Mardin/Savur’lu bir çiftçi ailesinin 8 çocuğundan birisi olan ve
115 yıllık Nobel tarihinde 2. kez Nobel ödülü alan Prof.Dr. Aziz Sancar’ı gönülden kutluyor, sağlıklı yıllar diliyoruz.
7.- 40. ve 52. GECE YOKMUŞ!...,
“Din Yüksek Kurulu Dini Bilgilendirme Platformu, bu konuda sıkça gelen "Ölünün ardından 7'nci, 40'ıncı ve 52'nci gecesi gibi uygulamaların dinî hükmü nedir?" ve benzer sorular üzerine şu fetvayı verdi: "Ölen bir müslümanın usulüne göre yıkanıp kefenlenmesi ve cenaze namazının kılınarak defnedilmesi farzdır. Bunun dışında yapılması gereken 7'nci, 40'ıncı ve 52'nci gün veya bunların duası gibi zaman ve şekle bağlanmış bir görev yoktur. Bunların hiçbir dini dayanağı da bulunmamaktadır. Bu itibarla söz konusu günlerde ölüye yönelik merasimler düzenlenmesi bid’attır; 'Her bid’at da dalalettir'. Ancak, sevabı ölen kimsenin ruhuna bağışlanmak üzere hayır-hasenat yapılabileceği gibi çeşitli vesilelerle dua da edilebilir." ()

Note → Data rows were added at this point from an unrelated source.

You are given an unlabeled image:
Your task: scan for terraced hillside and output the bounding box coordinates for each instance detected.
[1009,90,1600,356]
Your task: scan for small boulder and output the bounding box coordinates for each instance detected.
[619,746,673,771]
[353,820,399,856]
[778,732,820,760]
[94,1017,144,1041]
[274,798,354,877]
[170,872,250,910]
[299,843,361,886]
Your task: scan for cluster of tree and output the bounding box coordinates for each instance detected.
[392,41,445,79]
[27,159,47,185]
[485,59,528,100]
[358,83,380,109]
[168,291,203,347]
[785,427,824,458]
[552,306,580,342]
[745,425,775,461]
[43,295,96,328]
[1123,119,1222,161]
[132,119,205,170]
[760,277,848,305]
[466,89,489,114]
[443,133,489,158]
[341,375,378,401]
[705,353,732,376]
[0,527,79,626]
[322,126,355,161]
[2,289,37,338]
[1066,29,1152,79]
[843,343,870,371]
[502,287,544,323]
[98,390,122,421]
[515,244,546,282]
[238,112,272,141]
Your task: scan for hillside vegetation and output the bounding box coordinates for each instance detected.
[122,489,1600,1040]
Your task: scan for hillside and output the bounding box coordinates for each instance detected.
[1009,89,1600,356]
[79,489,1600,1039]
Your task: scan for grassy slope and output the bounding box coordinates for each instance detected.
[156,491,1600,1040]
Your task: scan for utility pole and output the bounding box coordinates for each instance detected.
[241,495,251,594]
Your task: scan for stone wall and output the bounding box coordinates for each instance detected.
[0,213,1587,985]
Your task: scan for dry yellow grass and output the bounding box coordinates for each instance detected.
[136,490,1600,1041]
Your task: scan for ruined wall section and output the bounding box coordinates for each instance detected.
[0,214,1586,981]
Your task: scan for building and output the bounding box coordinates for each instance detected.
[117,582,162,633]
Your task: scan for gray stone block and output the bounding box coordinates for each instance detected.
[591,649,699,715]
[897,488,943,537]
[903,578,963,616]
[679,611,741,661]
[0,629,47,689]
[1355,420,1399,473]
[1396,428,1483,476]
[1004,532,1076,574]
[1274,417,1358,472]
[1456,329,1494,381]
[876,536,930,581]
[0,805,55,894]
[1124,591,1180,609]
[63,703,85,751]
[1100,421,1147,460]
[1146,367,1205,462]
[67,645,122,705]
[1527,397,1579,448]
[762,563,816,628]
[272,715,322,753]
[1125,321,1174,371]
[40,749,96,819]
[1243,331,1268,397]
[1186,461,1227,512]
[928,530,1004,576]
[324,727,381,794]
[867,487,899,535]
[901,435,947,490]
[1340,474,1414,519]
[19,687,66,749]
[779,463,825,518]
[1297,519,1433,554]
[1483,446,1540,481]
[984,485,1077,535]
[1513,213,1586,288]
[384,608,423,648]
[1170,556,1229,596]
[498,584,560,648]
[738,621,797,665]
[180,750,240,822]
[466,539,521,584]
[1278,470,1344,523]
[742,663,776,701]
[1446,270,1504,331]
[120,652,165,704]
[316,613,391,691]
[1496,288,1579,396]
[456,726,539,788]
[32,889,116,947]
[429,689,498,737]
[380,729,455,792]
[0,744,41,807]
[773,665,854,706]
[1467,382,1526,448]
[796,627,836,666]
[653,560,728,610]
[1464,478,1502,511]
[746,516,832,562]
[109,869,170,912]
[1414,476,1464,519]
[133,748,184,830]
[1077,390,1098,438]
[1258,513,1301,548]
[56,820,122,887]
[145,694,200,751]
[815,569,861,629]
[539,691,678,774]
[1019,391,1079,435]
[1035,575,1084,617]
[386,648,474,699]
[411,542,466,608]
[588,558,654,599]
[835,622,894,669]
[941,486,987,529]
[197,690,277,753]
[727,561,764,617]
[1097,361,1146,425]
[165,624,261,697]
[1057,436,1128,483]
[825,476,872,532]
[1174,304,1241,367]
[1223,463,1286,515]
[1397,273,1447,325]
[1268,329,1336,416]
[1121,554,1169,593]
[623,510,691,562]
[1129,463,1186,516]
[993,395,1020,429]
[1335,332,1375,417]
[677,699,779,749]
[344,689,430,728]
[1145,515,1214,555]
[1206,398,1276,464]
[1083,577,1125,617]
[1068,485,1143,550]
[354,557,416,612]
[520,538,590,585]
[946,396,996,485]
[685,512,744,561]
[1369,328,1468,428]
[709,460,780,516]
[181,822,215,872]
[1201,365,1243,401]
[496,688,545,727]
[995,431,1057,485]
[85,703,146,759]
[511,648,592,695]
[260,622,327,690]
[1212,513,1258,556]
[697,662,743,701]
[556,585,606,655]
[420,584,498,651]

İyide şimdi ne olacak? Bazı açıklamaları nedeni ile bir çok uzman eleştirilmişti. Diyanet; toplum tarafından yapılan bu uygulamaları “biat” kabul etti. Madem öyle, neden yıllarca açıklama yapılmadı? Neden bugün beklenildi? O zaman bazılarının söylediği/anlattığı/ezber bozan konular da birkaç yıl sonra doğruymuş denecek mi? Kafaların karışması veya dini konuların zamanında açığa kavuşturulmaması kimin suçu? Veya, bu kararda, bugüne kadar görev yapmış Diyanet İşleri Başkanları ve yönetim kurulları da aynı görüş temi? Yarın, bir başka tartışmanın içine girilmesin?!..Hassas konular, aman dikkat!...
OSMANLI OCAKLARI…
“Habertürk'ün haberine göre Cumhurbaşkanlığı, Başbakanlık'a bir yazı göndererek, söz konusu yapılanmanın himayelerinde olmadığını ve gerekenin yapılmasını istedi. Cumhurbaşkanlığı Genel Sekreterliği, 12 Kasım'da gönderdiği yazıda, Derneği'nin Cumhurbaşkanı'ın adını kullanarak yürüttüğü faaliyetlerden duyduğu rahatsızlığı iletti. Bunun üzerine Başbakanlık Müsteşarı Kemal Madenoğlu, Başbakan Ahmet Davutoğlu adına 4 Aralık'ta bir genelge yayımlayarak Osmanlı Ocakları Derneği ve benzer girişimlerde bulunan art niyetli kişiler ve sivil toplum örgütleriyle ilgili kamu kurumlarını uyardı.” (Basından)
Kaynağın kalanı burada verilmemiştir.